Blockchain technology is secure as it is decentralised and distributed. There is no single point of failure, which makes it much harder to corrupt. Hacking into one part of the system cannot affect other parts. However, in the case of a private blockchain, this advantage is partially lost as they have a single point of control and a limited number of nodes. This restricts users from making changes to the ledger. Organisations operate these kinds of blockchains for their internal use, as it allows the company to control its own processes.
All blockchain technology operates through a consensus model, which verifies that a transaction has taken place and legitimises it. Most consensus models run on protocols that include proof of work, proof of stake, proof of authority, etc.
What makes the Bitcoin blockchain safe?
The cryptographic system makes transactions irreversible — in other words, a block once created on the chain cannot be modified.
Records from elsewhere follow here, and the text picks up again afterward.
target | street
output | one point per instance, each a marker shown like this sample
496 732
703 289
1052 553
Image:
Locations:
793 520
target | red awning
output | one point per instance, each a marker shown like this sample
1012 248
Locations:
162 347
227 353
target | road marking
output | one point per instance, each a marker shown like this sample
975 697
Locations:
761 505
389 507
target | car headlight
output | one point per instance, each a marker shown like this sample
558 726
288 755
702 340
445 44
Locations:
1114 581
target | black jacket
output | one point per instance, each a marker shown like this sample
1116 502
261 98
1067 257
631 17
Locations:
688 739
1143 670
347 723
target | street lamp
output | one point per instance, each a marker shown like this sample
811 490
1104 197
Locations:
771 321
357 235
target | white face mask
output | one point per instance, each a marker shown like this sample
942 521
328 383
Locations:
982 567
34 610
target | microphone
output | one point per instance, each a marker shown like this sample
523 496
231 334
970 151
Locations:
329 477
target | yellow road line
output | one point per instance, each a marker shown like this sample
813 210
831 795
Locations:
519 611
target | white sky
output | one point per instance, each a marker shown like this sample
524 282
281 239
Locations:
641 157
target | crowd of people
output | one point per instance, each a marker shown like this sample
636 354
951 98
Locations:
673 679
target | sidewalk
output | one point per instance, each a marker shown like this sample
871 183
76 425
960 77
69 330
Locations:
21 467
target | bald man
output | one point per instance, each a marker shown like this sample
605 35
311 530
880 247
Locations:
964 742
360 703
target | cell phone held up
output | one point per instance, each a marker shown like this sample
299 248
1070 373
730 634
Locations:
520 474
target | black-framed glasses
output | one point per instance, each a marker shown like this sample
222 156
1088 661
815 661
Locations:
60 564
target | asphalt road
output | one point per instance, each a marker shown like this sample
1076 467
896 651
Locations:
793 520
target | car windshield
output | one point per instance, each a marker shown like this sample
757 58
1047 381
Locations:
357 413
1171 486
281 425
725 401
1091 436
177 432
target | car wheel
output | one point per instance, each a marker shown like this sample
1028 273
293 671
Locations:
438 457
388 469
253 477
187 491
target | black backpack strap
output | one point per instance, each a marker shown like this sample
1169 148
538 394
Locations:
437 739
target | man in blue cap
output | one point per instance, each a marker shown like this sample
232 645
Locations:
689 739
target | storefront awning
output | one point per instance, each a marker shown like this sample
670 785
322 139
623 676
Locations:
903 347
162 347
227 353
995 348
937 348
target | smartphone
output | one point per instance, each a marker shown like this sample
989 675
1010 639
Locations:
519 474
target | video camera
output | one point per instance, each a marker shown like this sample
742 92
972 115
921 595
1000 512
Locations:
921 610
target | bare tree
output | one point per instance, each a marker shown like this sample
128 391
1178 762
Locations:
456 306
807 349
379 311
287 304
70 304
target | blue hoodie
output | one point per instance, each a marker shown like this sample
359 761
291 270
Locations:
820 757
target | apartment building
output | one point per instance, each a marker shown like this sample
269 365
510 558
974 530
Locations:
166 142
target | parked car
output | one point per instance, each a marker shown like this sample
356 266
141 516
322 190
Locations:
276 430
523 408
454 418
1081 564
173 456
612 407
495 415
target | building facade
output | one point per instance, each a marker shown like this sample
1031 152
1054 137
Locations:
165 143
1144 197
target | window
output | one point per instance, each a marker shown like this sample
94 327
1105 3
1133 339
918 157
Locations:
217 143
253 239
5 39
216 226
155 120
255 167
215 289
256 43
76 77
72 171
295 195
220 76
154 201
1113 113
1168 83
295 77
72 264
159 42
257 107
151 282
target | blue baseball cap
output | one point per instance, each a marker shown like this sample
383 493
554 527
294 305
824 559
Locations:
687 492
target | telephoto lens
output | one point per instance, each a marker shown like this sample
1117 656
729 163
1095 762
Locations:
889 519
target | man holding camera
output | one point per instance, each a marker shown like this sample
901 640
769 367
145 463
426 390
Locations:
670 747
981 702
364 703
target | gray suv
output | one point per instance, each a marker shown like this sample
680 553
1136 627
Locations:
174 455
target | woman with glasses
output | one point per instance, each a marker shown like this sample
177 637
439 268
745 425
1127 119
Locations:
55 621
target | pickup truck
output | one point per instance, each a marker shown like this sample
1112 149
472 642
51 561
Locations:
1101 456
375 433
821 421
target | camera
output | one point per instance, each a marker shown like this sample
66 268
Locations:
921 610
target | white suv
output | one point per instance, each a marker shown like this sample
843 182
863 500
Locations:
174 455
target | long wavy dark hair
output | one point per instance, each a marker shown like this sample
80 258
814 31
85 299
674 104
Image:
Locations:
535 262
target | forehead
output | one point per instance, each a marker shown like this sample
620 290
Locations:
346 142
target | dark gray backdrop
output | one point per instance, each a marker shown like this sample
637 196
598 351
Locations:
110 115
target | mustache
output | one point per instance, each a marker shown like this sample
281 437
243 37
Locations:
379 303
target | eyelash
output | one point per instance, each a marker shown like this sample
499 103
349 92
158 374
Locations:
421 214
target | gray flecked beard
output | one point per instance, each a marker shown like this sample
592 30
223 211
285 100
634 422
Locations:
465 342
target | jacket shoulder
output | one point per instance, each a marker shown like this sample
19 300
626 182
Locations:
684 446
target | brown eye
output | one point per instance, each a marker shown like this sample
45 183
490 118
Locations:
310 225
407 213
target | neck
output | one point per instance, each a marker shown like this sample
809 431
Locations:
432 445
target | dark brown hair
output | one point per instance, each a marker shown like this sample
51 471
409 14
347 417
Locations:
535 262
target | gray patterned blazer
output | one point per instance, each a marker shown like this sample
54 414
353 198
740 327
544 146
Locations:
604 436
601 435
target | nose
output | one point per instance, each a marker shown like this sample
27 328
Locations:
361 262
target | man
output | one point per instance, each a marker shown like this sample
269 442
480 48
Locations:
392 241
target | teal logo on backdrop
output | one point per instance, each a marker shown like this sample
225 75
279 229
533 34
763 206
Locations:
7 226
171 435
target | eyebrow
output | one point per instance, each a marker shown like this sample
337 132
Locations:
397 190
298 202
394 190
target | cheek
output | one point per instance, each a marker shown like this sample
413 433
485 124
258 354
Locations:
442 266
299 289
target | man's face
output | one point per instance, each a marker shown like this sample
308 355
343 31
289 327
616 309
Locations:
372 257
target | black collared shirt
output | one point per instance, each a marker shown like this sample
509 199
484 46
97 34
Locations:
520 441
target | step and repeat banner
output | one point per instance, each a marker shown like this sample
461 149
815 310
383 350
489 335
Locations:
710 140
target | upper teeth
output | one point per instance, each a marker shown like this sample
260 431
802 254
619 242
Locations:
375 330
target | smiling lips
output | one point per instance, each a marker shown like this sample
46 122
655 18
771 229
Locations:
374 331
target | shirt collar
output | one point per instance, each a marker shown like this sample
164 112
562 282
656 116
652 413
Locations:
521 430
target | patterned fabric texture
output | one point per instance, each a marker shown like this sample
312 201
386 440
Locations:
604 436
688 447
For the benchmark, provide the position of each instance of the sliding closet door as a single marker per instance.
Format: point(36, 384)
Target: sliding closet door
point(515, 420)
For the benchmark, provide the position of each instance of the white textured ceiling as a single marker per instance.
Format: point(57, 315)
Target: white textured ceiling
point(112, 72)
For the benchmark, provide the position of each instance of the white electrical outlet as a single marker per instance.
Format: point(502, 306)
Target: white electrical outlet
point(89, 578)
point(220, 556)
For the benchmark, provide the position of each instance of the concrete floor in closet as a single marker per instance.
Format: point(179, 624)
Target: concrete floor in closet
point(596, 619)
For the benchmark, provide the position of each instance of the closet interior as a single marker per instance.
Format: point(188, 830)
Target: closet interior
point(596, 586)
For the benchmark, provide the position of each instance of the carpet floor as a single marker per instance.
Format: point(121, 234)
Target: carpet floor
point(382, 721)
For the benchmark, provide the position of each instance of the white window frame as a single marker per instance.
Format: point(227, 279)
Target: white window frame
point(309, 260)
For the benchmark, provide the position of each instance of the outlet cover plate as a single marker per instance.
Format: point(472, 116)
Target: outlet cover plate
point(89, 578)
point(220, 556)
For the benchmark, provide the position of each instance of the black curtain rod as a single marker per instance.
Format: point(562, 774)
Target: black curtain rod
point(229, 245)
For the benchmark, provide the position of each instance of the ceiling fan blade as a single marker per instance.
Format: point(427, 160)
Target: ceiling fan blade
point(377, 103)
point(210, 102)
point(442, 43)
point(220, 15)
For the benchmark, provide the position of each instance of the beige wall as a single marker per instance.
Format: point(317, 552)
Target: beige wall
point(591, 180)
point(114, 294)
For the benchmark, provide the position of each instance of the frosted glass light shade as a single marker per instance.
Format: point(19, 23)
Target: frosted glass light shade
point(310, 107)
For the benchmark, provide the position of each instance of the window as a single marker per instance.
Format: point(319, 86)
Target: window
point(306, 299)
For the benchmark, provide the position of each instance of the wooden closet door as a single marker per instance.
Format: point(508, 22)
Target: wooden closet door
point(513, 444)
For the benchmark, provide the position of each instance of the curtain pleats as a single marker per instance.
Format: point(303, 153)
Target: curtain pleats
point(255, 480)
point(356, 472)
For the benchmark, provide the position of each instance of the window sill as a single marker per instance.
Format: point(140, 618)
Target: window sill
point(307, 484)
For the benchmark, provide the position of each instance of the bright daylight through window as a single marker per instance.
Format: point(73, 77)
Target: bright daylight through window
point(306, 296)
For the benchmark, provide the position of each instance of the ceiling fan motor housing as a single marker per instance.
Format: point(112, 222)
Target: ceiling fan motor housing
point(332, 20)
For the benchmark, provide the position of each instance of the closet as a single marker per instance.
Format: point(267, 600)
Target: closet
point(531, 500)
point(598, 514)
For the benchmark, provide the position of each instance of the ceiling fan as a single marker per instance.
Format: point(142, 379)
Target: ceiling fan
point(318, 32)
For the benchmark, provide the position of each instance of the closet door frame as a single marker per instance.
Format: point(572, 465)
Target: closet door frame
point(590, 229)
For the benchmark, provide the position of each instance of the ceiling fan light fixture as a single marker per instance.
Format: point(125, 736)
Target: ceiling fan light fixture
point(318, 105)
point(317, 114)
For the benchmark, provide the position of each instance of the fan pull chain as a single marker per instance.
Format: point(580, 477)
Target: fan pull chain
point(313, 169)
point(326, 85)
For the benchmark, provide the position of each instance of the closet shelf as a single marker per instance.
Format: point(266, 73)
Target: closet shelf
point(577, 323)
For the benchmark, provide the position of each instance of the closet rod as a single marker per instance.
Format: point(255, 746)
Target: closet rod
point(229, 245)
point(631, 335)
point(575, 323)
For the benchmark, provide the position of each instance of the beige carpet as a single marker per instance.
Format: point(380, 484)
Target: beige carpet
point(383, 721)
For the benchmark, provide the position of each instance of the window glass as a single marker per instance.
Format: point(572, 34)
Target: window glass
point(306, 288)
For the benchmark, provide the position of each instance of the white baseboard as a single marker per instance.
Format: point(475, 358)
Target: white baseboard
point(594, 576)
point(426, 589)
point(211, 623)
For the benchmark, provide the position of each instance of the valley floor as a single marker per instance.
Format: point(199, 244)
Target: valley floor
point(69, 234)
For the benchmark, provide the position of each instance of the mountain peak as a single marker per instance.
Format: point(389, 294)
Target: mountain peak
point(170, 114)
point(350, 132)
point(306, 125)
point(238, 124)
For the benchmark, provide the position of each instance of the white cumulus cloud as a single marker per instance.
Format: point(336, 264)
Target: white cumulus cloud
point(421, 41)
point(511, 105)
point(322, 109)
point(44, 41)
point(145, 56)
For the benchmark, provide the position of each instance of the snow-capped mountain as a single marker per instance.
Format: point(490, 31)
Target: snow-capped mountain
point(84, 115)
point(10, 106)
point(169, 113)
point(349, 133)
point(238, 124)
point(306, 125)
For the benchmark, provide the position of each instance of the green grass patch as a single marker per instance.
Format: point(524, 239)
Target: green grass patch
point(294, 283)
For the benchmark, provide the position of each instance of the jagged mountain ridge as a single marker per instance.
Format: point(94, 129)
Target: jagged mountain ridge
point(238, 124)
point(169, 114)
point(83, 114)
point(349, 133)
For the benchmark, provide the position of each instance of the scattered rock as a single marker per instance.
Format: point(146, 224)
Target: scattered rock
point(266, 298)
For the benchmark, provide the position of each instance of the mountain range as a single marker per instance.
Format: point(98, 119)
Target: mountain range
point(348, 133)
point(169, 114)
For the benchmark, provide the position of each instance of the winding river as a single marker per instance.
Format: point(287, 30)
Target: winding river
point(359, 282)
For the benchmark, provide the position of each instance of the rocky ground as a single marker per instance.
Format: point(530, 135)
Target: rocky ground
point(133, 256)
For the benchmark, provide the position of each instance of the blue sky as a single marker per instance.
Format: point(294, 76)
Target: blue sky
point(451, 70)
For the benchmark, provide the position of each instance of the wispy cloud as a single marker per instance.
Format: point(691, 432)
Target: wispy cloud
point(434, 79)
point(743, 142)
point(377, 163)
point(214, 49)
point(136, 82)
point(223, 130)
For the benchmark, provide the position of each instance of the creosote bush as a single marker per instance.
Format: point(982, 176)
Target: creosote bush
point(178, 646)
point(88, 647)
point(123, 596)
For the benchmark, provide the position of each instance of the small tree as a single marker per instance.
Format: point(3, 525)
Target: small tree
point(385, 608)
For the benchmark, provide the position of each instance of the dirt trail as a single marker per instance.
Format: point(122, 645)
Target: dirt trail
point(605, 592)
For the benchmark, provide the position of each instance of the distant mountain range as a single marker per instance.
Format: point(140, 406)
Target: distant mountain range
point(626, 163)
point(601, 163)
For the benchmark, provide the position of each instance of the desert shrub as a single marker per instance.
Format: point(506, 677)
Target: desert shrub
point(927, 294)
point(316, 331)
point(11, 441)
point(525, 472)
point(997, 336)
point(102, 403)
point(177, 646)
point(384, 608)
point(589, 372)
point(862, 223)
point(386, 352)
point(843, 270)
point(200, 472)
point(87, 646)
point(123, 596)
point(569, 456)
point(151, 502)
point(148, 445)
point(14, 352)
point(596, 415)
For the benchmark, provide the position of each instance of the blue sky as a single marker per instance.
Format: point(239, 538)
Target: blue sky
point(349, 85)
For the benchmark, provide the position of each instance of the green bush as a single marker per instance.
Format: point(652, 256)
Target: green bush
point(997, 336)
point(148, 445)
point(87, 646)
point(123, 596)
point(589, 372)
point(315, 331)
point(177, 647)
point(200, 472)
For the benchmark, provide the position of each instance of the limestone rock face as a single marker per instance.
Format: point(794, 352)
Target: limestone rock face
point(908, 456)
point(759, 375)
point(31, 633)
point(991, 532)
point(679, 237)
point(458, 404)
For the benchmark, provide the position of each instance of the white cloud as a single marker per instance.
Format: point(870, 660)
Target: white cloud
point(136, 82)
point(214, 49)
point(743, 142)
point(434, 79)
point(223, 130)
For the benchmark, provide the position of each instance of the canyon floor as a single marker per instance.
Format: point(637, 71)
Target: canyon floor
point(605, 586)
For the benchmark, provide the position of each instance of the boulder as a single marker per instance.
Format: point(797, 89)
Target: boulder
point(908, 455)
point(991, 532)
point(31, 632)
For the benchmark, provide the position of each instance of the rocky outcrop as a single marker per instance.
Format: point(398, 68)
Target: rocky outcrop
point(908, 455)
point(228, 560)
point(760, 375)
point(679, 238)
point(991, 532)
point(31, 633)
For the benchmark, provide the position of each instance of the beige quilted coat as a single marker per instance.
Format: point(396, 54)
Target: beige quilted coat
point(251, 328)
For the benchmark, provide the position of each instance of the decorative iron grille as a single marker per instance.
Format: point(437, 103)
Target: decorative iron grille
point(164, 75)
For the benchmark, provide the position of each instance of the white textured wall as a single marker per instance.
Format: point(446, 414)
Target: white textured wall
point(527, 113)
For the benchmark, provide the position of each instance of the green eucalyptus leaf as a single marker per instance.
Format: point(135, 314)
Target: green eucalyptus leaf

However, you can add information to it. This restricts people from being able to reverse any transaction that has already taken place.
The Bitcoin blockchain is public. While the words transparency and public do not sound safe, in the case of Bitcoin it is. Despite the anonymity of the user, all transactions on the network are accessible to the public, making it difficult to hack or cheat the system.
It is decentralised. The Bitcoin network is distributed and has thousands of nodes all over the world that keep track of all transactions happening on the system. This ensures that in case something goes wrong on one server, there are others to pick up the slack. Hacking into any one server is pointless.
This is not to say that it is foolproof or impossible to hack — but it certainly isn’t easy either. With Bitcoin and other cryptocurrencies, you’re more likely to suffer losses from bad investing, or be tricked into giving up your coins, than to have them hacked away from you.